Question: In how many ways can 6 boys and 5 girls be arranged for groups to photograph if the girls are to sit...

Question

In how many ways can 6 boys and 5 girls be arranged for groups to photograph if the girls are to sit on chairs in a row and the boys are to stand in a row behind them?

Answer 1

Solution

Hint: Place all five girls in one row and another 6 boys in the other row. Now, use formula n! to arrange n different things. And hence calculate the arrangements of boys and girls individually and hence calculate the total arrangements with the help of the arrangements of boys and girls separately.
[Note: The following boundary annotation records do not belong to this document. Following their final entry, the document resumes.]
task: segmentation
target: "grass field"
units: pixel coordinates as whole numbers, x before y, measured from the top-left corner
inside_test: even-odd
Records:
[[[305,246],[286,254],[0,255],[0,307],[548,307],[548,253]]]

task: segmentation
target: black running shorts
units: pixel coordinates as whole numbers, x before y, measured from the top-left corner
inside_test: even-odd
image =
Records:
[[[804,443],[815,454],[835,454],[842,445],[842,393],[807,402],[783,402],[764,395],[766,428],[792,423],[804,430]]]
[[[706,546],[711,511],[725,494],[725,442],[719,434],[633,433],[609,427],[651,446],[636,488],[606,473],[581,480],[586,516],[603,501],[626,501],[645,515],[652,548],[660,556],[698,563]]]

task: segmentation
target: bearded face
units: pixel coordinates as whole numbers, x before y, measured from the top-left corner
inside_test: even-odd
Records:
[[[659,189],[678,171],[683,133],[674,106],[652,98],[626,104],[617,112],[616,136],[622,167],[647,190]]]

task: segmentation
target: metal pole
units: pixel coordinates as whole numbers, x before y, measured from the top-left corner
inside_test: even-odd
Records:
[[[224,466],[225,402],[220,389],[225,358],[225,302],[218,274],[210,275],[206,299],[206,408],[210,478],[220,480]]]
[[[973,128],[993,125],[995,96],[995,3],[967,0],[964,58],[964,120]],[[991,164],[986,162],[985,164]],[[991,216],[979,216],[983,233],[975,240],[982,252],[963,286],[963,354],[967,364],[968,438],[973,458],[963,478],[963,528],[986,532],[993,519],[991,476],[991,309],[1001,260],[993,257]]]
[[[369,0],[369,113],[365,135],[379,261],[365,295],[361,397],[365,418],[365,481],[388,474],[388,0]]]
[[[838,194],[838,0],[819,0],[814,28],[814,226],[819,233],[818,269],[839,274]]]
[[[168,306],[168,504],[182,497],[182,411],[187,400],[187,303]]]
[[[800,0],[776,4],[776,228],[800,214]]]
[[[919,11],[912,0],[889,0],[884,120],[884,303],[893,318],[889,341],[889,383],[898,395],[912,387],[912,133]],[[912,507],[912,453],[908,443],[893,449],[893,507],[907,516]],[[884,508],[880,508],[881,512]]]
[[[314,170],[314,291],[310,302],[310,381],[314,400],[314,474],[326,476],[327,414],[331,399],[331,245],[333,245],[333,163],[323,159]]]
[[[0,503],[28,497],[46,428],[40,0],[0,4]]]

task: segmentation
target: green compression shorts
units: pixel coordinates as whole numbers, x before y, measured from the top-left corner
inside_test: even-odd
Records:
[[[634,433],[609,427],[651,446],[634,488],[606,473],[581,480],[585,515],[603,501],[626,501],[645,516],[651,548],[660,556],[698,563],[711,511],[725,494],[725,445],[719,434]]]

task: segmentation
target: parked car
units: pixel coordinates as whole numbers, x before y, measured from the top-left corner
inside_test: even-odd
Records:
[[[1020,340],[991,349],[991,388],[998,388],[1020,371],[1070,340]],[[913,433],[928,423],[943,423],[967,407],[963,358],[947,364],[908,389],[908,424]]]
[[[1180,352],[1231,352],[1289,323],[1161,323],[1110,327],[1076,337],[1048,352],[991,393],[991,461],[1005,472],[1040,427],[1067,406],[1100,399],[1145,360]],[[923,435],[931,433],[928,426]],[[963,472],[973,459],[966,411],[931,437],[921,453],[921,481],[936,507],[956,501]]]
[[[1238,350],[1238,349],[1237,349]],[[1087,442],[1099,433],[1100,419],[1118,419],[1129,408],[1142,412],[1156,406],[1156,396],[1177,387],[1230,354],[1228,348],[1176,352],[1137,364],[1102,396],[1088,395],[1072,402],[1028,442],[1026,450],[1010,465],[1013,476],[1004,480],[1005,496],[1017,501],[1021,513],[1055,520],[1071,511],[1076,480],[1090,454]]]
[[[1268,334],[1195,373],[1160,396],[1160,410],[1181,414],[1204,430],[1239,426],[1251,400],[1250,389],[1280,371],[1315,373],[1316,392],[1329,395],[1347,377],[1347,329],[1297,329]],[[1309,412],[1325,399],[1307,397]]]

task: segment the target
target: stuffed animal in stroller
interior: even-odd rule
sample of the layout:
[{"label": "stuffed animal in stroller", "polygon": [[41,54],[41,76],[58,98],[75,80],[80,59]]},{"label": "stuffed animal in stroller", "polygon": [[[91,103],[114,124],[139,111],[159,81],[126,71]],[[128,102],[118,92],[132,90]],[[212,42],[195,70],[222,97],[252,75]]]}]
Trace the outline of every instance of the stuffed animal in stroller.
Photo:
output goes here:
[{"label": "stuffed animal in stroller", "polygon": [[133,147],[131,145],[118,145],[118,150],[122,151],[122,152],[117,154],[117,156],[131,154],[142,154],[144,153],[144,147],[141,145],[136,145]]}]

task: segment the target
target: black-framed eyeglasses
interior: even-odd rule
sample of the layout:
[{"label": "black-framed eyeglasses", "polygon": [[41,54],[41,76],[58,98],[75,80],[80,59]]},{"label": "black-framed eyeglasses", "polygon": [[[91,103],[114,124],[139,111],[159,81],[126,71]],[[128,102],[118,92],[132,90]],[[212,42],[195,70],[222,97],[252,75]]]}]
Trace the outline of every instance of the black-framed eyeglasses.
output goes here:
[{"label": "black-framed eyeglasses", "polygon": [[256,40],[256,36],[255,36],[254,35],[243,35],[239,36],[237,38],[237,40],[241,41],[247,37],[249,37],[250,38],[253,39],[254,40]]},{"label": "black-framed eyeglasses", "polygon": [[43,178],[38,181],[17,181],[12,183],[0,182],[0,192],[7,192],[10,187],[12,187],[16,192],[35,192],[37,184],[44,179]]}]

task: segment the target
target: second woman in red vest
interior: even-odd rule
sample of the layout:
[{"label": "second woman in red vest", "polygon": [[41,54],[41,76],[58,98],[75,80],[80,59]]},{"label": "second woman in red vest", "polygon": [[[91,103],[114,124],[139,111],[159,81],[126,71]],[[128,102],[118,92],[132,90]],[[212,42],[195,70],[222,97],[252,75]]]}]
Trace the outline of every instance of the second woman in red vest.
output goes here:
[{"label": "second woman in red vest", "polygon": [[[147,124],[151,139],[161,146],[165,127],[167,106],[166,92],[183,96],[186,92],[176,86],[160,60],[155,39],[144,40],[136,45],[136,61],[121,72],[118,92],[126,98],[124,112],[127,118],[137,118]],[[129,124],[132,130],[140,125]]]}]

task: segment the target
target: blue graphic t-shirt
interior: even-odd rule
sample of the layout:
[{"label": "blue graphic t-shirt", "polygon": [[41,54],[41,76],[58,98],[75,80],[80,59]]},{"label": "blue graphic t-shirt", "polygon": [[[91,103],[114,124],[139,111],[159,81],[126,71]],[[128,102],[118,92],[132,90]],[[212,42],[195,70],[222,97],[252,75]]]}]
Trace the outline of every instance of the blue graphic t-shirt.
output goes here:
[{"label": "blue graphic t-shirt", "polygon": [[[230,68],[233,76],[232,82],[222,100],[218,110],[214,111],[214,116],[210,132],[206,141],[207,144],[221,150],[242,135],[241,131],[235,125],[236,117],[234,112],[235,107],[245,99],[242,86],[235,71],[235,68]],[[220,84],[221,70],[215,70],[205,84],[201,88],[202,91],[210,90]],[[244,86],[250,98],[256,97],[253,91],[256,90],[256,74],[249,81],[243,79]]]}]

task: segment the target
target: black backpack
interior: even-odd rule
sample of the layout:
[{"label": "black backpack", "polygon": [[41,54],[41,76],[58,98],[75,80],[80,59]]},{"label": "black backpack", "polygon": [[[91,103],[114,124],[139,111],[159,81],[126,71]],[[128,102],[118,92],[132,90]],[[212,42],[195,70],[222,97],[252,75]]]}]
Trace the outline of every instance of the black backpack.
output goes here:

Complete step-by-step answer:

Let the 6 boys be represented by ${{B}_{1}},{{B}_{2}},{{B}_{3}},{{B}_{4}},{{B}_{5}},{{B}_{6}}$ and 5 girls ${{G}_{1}},{{G}_{2}},{{G}_{3}},{{G}_{4}},{{G}_{5}}$ . Now, it is given that girls are sitting on the chairs in a row and boys are going to stand behind them. It means arrangement will look,
On chairs $\to {{G}_{1}},{{G}_{2}},{{G}_{3}},{{G}_{4}},{{G}_{5}}\leftarrow$ first row
Stand $\to {{B}_{1}},{{B}_{2}},{{B}_{3}},{{B}_{4}},{{B}_{5}},{{B}_{6}}\leftarrow$ second row
So, we can observe that we do not need to arrange all 11 girls and boys as we are not arranging them in a single row, we have two rows and have to arrange boys and girls separately. So, we know that the arrangement of n different things can be given by n! = 1.2.3…………n.
So, we can arrange 6 boys by 6! boys in the second row standing behind the girls.
So, total arrangement for boys = 6! = 720
Now, similarly we can arrange 5 girls in the first row by 5! Ways. So, we get
Total arrangement for girls = 5! = 120
Now, we know that total arrangements of boys and girls can be given by multiplying the arrangements of girls and boys. So, the total way to arrange for the photograph would be given by $720\times 120=86400$ .
Hence, there are 86400 ways to get a photograph such that girls will sit on chairs in one row and boys will stand behind the girls in another row.
Hence, the answer is 86400.

Note: One measure mistake may happen here that students will do arrangement of all 11 girls and boys and may give an answer as 11!. But it is wrong we are not arranging them in a single row, we are arranging them in two separate rows. So, we do need to calculate permutations separately. So, be clear with this part.
One may go wrong while calculating the arrangement for boys and girls. He or she may add the arrangements of girls and boys calculated separately, which is wrong as both the permutations cannot be added to get arrangements of both of them combined. So, be clear with the fundamental concepts of multiplication and addition in permutations and combinations.